Hierarchical K-Means
--------------------
ccvHkmClean.m: clears an HKM structure from memory.
ccvHkmCreate.m: creats and HKM structure.
ccvHkmExport.m: exports an HKM structure to Matlab.
ccvHkmImport.m: imports and HKM structure form Matlab.
ccvHkmKnn.m: performs k-nearest neighbor on an HKM structure.
ccvHkmLeafIds.m: retrieves the leaf id for input points. used in HKM 
    dictionaries as the visual words.

Inverted File
--------------
ccvInvFileClean.m: clears an inverted file from memory
ccvInvFileCompStats.m: prepares the inverted file for search operations.
ccvInvFileInsert.m: inserts docs in the inverted file
ccvInvFileLoad.m: loads an inverted file from a file
ccvInvFileSave.m: saves an inverted file to a file
ccvInvFileSearch.m: searches through the inverted file

Extra Inverted File (Hamming Embedding)
----------------------------------------
ccvInvFileExtraClean.m: clears an inverted file from memory
ccvInvFileExtraCompStats.m: prepares the inverted file for search operations.
ccvInvFileExtraInsert.m: inserts docs in the inverted file
ccvInvFileExtraSearch.m: searches through the inverted file

Kd-Tree
--------
ccvKdtClean.m: clears a Kdt structure from memory
ccvKdtCreate.m: creates a Kdt
ccvKdtKnn.m: performs k-nearest neighbor on the kdt
ccvKdtPoints.m: returns the points that share the same leaves without computing
  distances

K-Nearest Neighbor
-------------------
ccvKnn.m: performs brute force k-NN

Locality Sensitive Hashing
---------------------------
ccvLshBucketId.m: returns the id of the bucket
ccvLshBucketPoints.m: returns the points in a given bucket
ccvLshClean.m: clears an LSH from memory
ccvLshCreate.m: creates an LSH
ccvLshFuncVal.m: returns the values of the hash functions
ccvLshInsert.m: inserts into the LSH
ccvLshKnn.m: performs k-NN
ccvLshLoad.m: loads from a file
ccvLshSave.m: saves to a file
ccvLshSearch.m: returns points in the same bucket without distance computations
ccvLshStats.m: returns stats

ccvNormalize.m: normalizes input points
ccvNorm.m: returns the norm of the input points

ccvRandSeed.m: sets/restores the random seed

COMPILE.m: compiles the mex files

DEMO.m: demo file

+++++++++++++++++++++++++++++++++++++++++++++++++++++++++++++++++++++++++
 INSTALL
+++++++++++++++++++++++++++++++++++++++++++++++++++++++++++++++++++++++++
To install package, unzip the package somewhere:

cd ~
unzip caltech-image-search.zip 
cd ~/caltech-image-search

Then compile the MEX files with Matlab:

matlab&
>> COMPILE

+++++++++++++++++++++++++++++++++++++++++++++++++++++++++++++++++++++++++
 DEMO
+++++++++++++++++++++++++++++++++++++++++++++++++++++++++++++++++++++++++

See the demo file DEMO.m for example usages.

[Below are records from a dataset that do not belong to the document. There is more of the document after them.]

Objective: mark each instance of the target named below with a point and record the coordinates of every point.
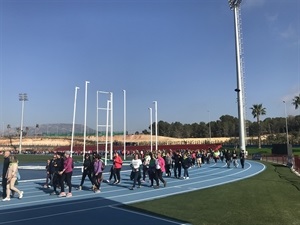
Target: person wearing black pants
(178, 164)
(97, 173)
(87, 170)
(66, 174)
(242, 158)
(4, 171)
(136, 164)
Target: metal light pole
(286, 126)
(124, 137)
(85, 113)
(234, 5)
(209, 127)
(74, 116)
(22, 97)
(151, 130)
(156, 126)
(111, 125)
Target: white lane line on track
(147, 215)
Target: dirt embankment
(66, 141)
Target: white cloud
(272, 18)
(288, 33)
(253, 3)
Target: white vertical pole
(85, 112)
(151, 130)
(21, 129)
(209, 127)
(156, 129)
(106, 137)
(74, 116)
(124, 149)
(286, 126)
(97, 122)
(239, 88)
(111, 125)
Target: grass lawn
(272, 197)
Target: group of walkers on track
(157, 166)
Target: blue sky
(179, 53)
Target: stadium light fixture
(156, 126)
(22, 97)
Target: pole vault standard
(85, 113)
(124, 132)
(151, 132)
(156, 126)
(73, 125)
(234, 5)
(109, 114)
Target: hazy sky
(180, 53)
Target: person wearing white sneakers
(11, 177)
(66, 174)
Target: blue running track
(87, 207)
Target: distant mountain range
(57, 129)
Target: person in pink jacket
(160, 168)
(66, 175)
(11, 177)
(117, 167)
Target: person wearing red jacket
(117, 164)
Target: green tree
(257, 111)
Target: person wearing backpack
(136, 164)
(160, 169)
(117, 167)
(87, 170)
(66, 175)
(98, 170)
(186, 164)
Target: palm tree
(296, 101)
(257, 111)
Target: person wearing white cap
(66, 175)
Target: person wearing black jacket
(228, 157)
(4, 171)
(242, 158)
(58, 165)
(87, 170)
(178, 164)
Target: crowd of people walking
(156, 166)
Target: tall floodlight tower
(22, 97)
(235, 6)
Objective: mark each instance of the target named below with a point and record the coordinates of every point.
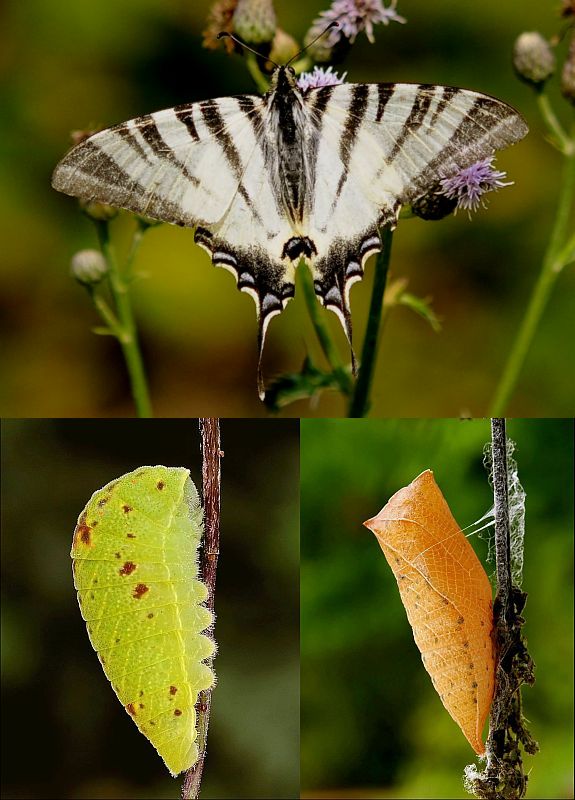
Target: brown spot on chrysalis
(83, 533)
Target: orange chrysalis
(447, 597)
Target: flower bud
(568, 74)
(255, 21)
(220, 20)
(284, 47)
(533, 59)
(88, 267)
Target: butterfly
(268, 180)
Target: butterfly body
(269, 180)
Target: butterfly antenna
(227, 35)
(313, 41)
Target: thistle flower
(533, 59)
(353, 17)
(88, 267)
(319, 77)
(470, 184)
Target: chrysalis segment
(135, 570)
(447, 597)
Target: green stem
(560, 139)
(556, 257)
(360, 401)
(105, 312)
(322, 333)
(126, 334)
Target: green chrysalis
(135, 569)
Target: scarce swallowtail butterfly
(293, 174)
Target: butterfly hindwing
(313, 175)
(384, 145)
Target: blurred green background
(64, 733)
(68, 66)
(371, 722)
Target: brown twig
(208, 558)
(503, 777)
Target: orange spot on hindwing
(447, 597)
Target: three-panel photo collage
(312, 538)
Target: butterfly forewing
(313, 175)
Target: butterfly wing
(198, 165)
(380, 146)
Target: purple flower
(319, 77)
(353, 16)
(470, 184)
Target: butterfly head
(283, 80)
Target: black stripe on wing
(258, 275)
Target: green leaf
(421, 306)
(300, 386)
(135, 569)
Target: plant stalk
(126, 334)
(360, 401)
(556, 257)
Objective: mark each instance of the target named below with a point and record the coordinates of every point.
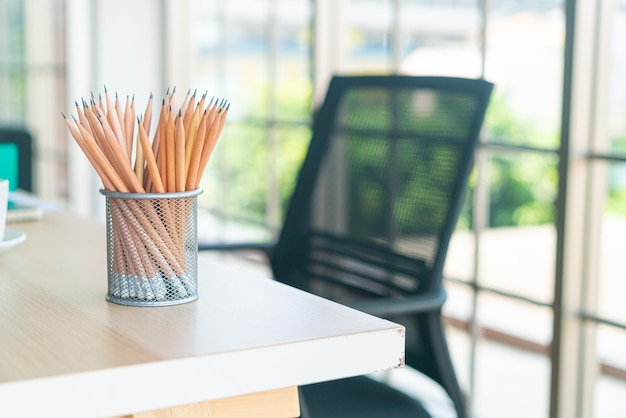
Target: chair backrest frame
(291, 245)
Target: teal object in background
(9, 164)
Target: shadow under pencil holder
(152, 247)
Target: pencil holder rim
(169, 195)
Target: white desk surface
(65, 351)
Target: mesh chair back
(379, 195)
(380, 192)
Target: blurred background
(535, 315)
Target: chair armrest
(426, 302)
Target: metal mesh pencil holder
(152, 247)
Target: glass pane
(510, 382)
(524, 58)
(368, 35)
(441, 38)
(516, 252)
(235, 181)
(610, 387)
(616, 108)
(512, 356)
(13, 80)
(612, 269)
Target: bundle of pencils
(149, 246)
(173, 161)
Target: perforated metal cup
(152, 247)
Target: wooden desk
(65, 351)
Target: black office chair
(371, 217)
(20, 140)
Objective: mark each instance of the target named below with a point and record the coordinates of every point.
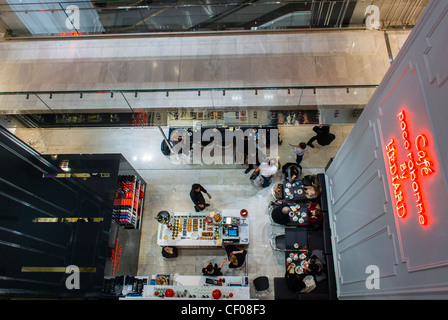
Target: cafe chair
(261, 286)
(278, 242)
(273, 223)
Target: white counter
(196, 287)
(199, 234)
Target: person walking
(198, 198)
(300, 150)
(323, 136)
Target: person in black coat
(236, 256)
(293, 280)
(198, 198)
(323, 136)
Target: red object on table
(216, 294)
(169, 293)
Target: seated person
(312, 192)
(267, 170)
(169, 252)
(314, 267)
(310, 180)
(292, 174)
(236, 256)
(280, 214)
(314, 213)
(213, 269)
(293, 280)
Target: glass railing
(33, 18)
(209, 106)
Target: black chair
(261, 286)
(278, 242)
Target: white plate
(299, 270)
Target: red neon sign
(417, 166)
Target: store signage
(116, 257)
(212, 146)
(409, 164)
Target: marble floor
(168, 187)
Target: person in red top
(314, 213)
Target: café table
(296, 239)
(293, 191)
(297, 258)
(298, 215)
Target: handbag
(254, 175)
(259, 181)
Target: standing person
(323, 136)
(198, 198)
(212, 269)
(266, 170)
(236, 256)
(300, 151)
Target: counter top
(190, 229)
(186, 287)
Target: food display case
(189, 287)
(200, 229)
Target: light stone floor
(168, 187)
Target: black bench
(318, 239)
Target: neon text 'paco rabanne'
(417, 166)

+++++++++++++++++++++++++++++++++++++++++++++++++++++++++++++++++++++++++
 CONTACT
+++++++++++++++++++++++++++++++++++++++++++++++++++++++++++++++++++++++++

Mohamed Aly <malaa at vision d0t caltech d0t edu>

+++++++++++++++++++++++++++++++++++++++++++++++++++++++++++++++++++++++++
 REFERENCE
+++++++++++++++++++++++++++++++++++++++++++++++++++++++++++++++++++++++++

[1] Mohamed Aly, Mario Munich, and Pietro Perona.
Indexing in Large Scale Image Collections: Scaling Properties and Benchmark.
IEEE Workshop on Applications of Computer Vision WACV, January 2011.